1 Mart 2011 Salı

'Genelkurmay Başkanı bile engelleyemedi'

İsmet Berkan, 'Asker Bize İktidarı Verir mi?' adlı kitabını NTV canlı yayınında anlattı: "Genelkurmay, kendi hükümetini yıkmak için yalan haberler yapan internet siteleri kurdu. MİT Başkanı'nı hain ilan eden belge birkaç kez dolaşıma sokuldu."

28 Şubat post-modern darbesinin yıldönümünde gazeteci İsmet Berkan'ın yazdığı 'Asker Bize İktidarı Verir mi?' isimli kitap piyasaya çıkıyor.

Radikal gazetesinin eski Genel Yayın Yönetmeni İsmet Berkan, kitabını konuk olduğu Banu Güven'le Artı programında anlattı:

"2002 seçimlerinden önce, yaz mevsiminde Tayyip Erdoğan'la bir fırsatta karşılaştık ve dedim ki, 'Sizi ziyarete gelmek isteriz.' O da, 'Gelin ama sohbete gelin' yanıtını verdi.
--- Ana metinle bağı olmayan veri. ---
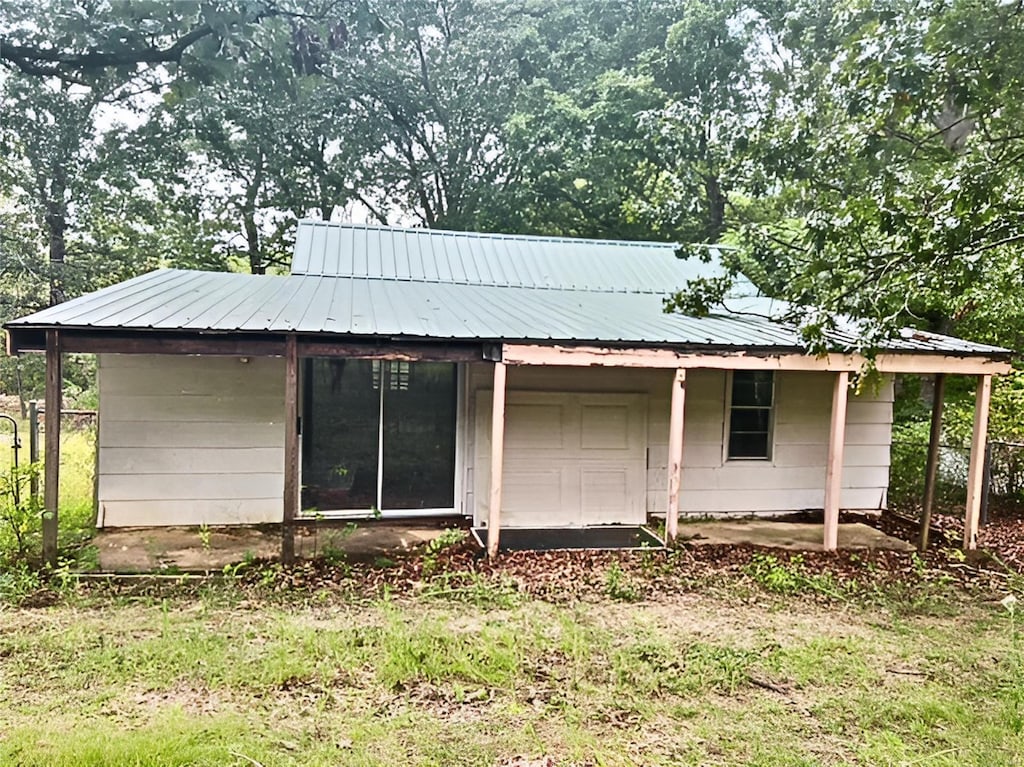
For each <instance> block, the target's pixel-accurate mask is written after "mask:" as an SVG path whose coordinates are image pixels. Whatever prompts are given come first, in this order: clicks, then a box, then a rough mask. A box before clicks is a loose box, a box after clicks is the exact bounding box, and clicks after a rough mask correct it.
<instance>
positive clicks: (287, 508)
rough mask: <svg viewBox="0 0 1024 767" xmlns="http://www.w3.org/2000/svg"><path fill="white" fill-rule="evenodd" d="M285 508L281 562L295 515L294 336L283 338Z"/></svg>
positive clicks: (297, 501)
mask: <svg viewBox="0 0 1024 767" xmlns="http://www.w3.org/2000/svg"><path fill="white" fill-rule="evenodd" d="M284 501H285V511H284V518H283V520H282V522H283V524H282V529H281V561H282V562H283V563H284V564H291V563H292V562H294V561H295V524H294V522H295V518H296V517H297V516H298V515H299V354H298V344H297V343H296V339H295V336H288V338H287V339H286V341H285V499H284Z"/></svg>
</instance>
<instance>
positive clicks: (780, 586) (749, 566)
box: [743, 552, 847, 600]
mask: <svg viewBox="0 0 1024 767" xmlns="http://www.w3.org/2000/svg"><path fill="white" fill-rule="evenodd" d="M743 571H744V572H745V573H746V574H748V576H750V577H751V578H752V579H754V581H755V582H756V583H757V584H758V585H759V586H760V587H761V588H763V589H765V590H766V591H770V592H772V593H774V594H783V595H785V594H797V593H800V592H804V591H812V592H817V593H818V594H822V595H824V596H828V597H831V598H833V599H840V600H845V599H846V598H847V595H846V594H844V593H843V592H842V590H841V587H840V586H839V584H837V583H836V579H835V578H834V577H833V576H830V574H828V573H827V572H808V571H807V566H806V565H805V563H804V557H803V555H801V554H795V555H794V556H792V557H790V560H788V561H786V562H783V561H782V560H780V559H779V558H778V557H776V556H775V555H773V554H763V553H761V552H755V553H754V555H753V556H752V557H751V561H750V563H749V564H748V565H746V566H745V567H744V568H743Z"/></svg>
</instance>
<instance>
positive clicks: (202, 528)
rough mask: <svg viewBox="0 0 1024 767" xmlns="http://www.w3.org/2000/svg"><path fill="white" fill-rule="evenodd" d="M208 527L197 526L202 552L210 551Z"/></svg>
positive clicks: (199, 540) (208, 529) (201, 525)
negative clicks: (209, 550)
mask: <svg viewBox="0 0 1024 767" xmlns="http://www.w3.org/2000/svg"><path fill="white" fill-rule="evenodd" d="M210 536H211V532H210V525H208V524H206V523H203V524H201V525H200V526H199V542H200V544H202V546H203V551H209V550H210Z"/></svg>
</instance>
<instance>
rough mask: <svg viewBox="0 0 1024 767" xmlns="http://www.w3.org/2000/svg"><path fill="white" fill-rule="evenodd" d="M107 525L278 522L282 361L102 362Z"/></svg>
mask: <svg viewBox="0 0 1024 767" xmlns="http://www.w3.org/2000/svg"><path fill="white" fill-rule="evenodd" d="M99 411H100V419H99V448H100V450H99V478H98V485H99V487H98V491H99V503H100V507H101V509H102V517H101V518H102V521H103V524H105V525H111V526H117V525H131V524H139V525H151V524H152V525H158V524H203V523H205V524H252V523H258V522H280V521H281V519H282V513H283V506H284V503H283V500H282V499H283V496H284V464H285V460H284V450H285V448H284V444H285V429H284V415H285V414H284V411H285V407H284V361H283V360H281V359H274V358H266V357H252V358H250V359H249V361H248V363H243V361H241V358H239V357H220V356H188V355H176V354H174V355H172V354H168V355H145V354H138V355H110V354H102V355H100V357H99Z"/></svg>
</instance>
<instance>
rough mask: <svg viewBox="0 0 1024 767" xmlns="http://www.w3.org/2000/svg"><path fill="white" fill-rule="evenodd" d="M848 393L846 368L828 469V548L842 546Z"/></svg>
mask: <svg viewBox="0 0 1024 767" xmlns="http://www.w3.org/2000/svg"><path fill="white" fill-rule="evenodd" d="M849 394H850V374H849V373H847V372H846V371H843V372H842V373H838V374H836V383H835V385H834V388H833V412H831V425H830V427H829V430H828V465H827V470H826V473H825V529H824V549H825V551H836V549H837V548H839V506H840V499H841V497H842V494H843V451H844V448H845V446H846V403H847V399H848V398H849Z"/></svg>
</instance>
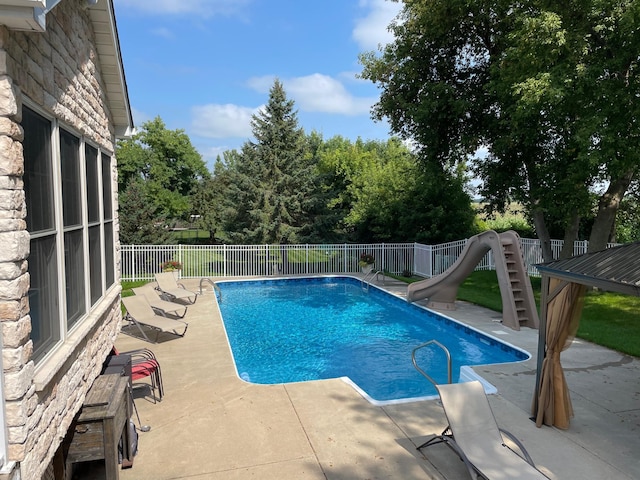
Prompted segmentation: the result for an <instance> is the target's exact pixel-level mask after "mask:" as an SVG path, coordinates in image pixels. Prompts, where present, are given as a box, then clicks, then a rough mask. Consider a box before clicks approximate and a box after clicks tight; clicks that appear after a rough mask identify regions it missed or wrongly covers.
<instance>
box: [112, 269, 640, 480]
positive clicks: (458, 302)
mask: <svg viewBox="0 0 640 480" xmlns="http://www.w3.org/2000/svg"><path fill="white" fill-rule="evenodd" d="M183 283H185V284H186V285H187V286H188V287H190V288H192V289H193V290H194V291H197V289H198V283H199V282H198V280H184V281H183ZM381 286H382V285H381ZM383 288H387V289H388V290H390V291H392V292H394V293H396V294H398V295H403V294H404V292H406V286H405V285H404V284H397V283H393V282H392V281H391V282H390V281H387V285H385V286H383ZM223 301H224V299H223ZM214 302H215V300H214V296H213V295H212V294H206V295H202V296H200V297H199V298H198V301H197V302H196V304H195V305H192V306H189V311H188V313H187V316H186V317H185V320H186V321H188V322H189V329H188V331H187V333H186V335H185V337H183V338H175V337H171V336H168V335H167V336H165V337H161V342H160V343H158V344H149V343H147V342H144V341H142V340H139V339H135V338H132V337H129V336H126V335H120V337H119V338H118V340H117V342H116V345H117V347H118V349H120V350H121V351H124V350H129V349H134V348H141V347H146V348H150V349H151V350H153V351H154V352H155V354H156V356H157V357H158V359H159V361H160V363H161V366H162V374H163V379H164V386H165V397H164V399H163V400H162V402H159V403H156V404H154V403H152V402H151V401H149V400H148V397H147V398H142V396H141V395H142V394H143V393H144V392H143V389H141V390H139V391H137V394H136V405H137V408H138V412H139V414H140V417H141V421H142V423H143V424H147V425H150V426H151V431H149V432H144V433H140V434H139V452H138V455H137V456H136V458H135V462H134V466H133V468H131V469H127V470H122V471H121V472H120V478H121V479H124V480H147V479H148V480H171V479H198V480H199V479H211V480H218V479H220V480H222V479H232V480H233V479H245V478H259V479H301V480H306V479H336V480H337V479H340V480H343V479H344V480H346V479H382V478H393V479H396V478H398V479H399V478H403V479H414V478H415V479H420V478H425V479H429V478H433V479H461V478H468V474H467V473H466V470H465V469H464V464H463V463H462V462H460V460H459V459H458V457H457V456H456V455H455V454H454V453H453V452H452V451H451V450H449V449H448V448H447V447H445V446H443V445H436V446H433V447H429V448H427V449H425V450H423V452H422V453H420V452H418V451H416V445H419V444H421V443H422V442H424V441H425V440H426V439H427V438H428V437H429V436H430V435H432V434H436V433H440V432H441V431H442V430H443V429H444V427H445V424H446V421H445V418H444V414H443V412H442V407H441V406H440V405H439V403H438V401H437V400H427V401H420V402H413V403H404V404H396V405H388V406H374V405H372V404H370V403H369V402H367V400H365V399H364V398H363V397H362V396H361V395H360V394H358V393H357V391H356V390H355V389H353V388H352V387H351V386H349V385H348V384H347V383H345V382H344V381H342V380H340V379H334V380H322V381H314V382H305V383H295V384H286V385H267V386H265V385H252V384H248V383H246V382H244V381H242V380H241V379H239V378H238V376H237V375H236V371H235V368H234V364H233V359H232V356H231V352H230V351H229V347H228V344H227V340H226V336H225V333H224V328H223V326H222V322H221V319H220V317H219V315H218V313H217V309H216V308H215V306H214ZM457 307H458V308H457V310H455V311H452V312H446V313H445V312H442V313H445V314H446V315H448V316H450V317H452V318H455V319H458V320H461V321H463V322H465V323H467V324H470V325H472V326H473V327H475V328H477V329H479V330H482V331H484V332H487V333H489V334H490V335H492V336H495V337H497V338H500V339H501V340H504V341H506V342H508V343H511V344H513V345H515V346H518V347H521V348H523V349H525V350H527V351H528V352H530V353H531V354H532V358H531V359H530V360H527V361H525V362H521V363H515V364H507V365H492V366H482V367H476V368H474V370H475V371H476V372H477V373H479V374H480V375H481V376H482V377H483V378H485V379H486V380H487V381H489V382H490V383H492V384H493V385H494V386H495V387H496V388H497V390H498V393H497V394H496V395H490V396H489V401H490V403H491V406H492V408H493V411H494V414H495V416H496V419H497V421H498V424H499V425H500V426H501V427H502V428H505V429H506V430H509V431H511V433H513V434H515V435H516V436H517V437H518V438H519V439H520V440H521V441H522V442H523V443H524V445H525V446H526V447H527V449H528V451H529V453H530V454H531V456H532V457H533V459H534V461H535V462H536V465H537V466H538V468H540V469H541V470H542V471H543V472H545V473H546V474H547V475H548V476H549V477H550V478H552V479H568V478H584V479H633V478H640V455H638V452H640V359H638V358H634V357H629V356H625V355H623V354H620V353H617V352H613V351H611V350H608V349H605V348H601V347H598V346H595V345H593V344H589V343H587V342H583V341H576V342H574V344H573V345H572V346H571V348H569V349H568V350H566V351H565V352H563V354H562V364H563V366H564V369H565V375H566V378H567V383H568V385H569V389H570V390H571V399H572V401H573V406H574V410H575V417H574V418H573V419H572V422H571V426H570V428H569V429H568V430H566V431H563V430H559V429H556V428H551V427H542V428H536V426H535V424H534V423H533V422H532V421H531V420H530V419H529V417H530V405H531V397H532V393H533V388H534V383H535V371H536V360H535V354H536V348H537V338H538V332H537V330H531V329H528V328H524V329H522V330H520V331H514V330H511V329H509V328H507V327H503V326H502V324H501V323H500V317H501V315H500V314H497V313H496V312H492V311H489V310H486V309H483V308H480V307H476V306H473V305H470V304H467V303H464V302H458V303H457ZM425 340H428V339H425ZM409 355H410V352H408V356H409ZM425 381H426V380H425ZM138 395H140V398H138ZM134 418H135V417H134ZM505 478H506V477H505Z"/></svg>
O dönem Radikal Genel Yayın Yönetmeni'yim ve Radikal Ankara Temsilcisi Murat Yetkin'le birlikte Balgat'taki AK Parti Genel Merkezi'ne gittik. Erdoğan ve ekibiyle yemek yedik, uzun bir sohbet yaptık. Öğle yemeği sırasında 'araştırmalar sizi önde gösteriyor, iktidara geliyorsunuz' gibi konuşmalar sürerken AK Parti Genel Başkan Yardımcısı Hüseyin Çelik dönüp dedi ki, 'Seçimi kazanırız ama asker bize iktidarı verir mi?' Masada bir sessizlik oldu, sanki bu konuda Türkiye'de tek yetkili kişi benmişim gibi bir hava esti, Tayyip Bey de bana bakıyordu, dedim ki 'Yüzde 40 oy alırsanız asker de size selam durur.' Evet iktidara geldiler ama o kadar da kolay olmadı aslında, soru çok haksız bir soru değil. Kitabımın isim babası Hüseyin Çelik.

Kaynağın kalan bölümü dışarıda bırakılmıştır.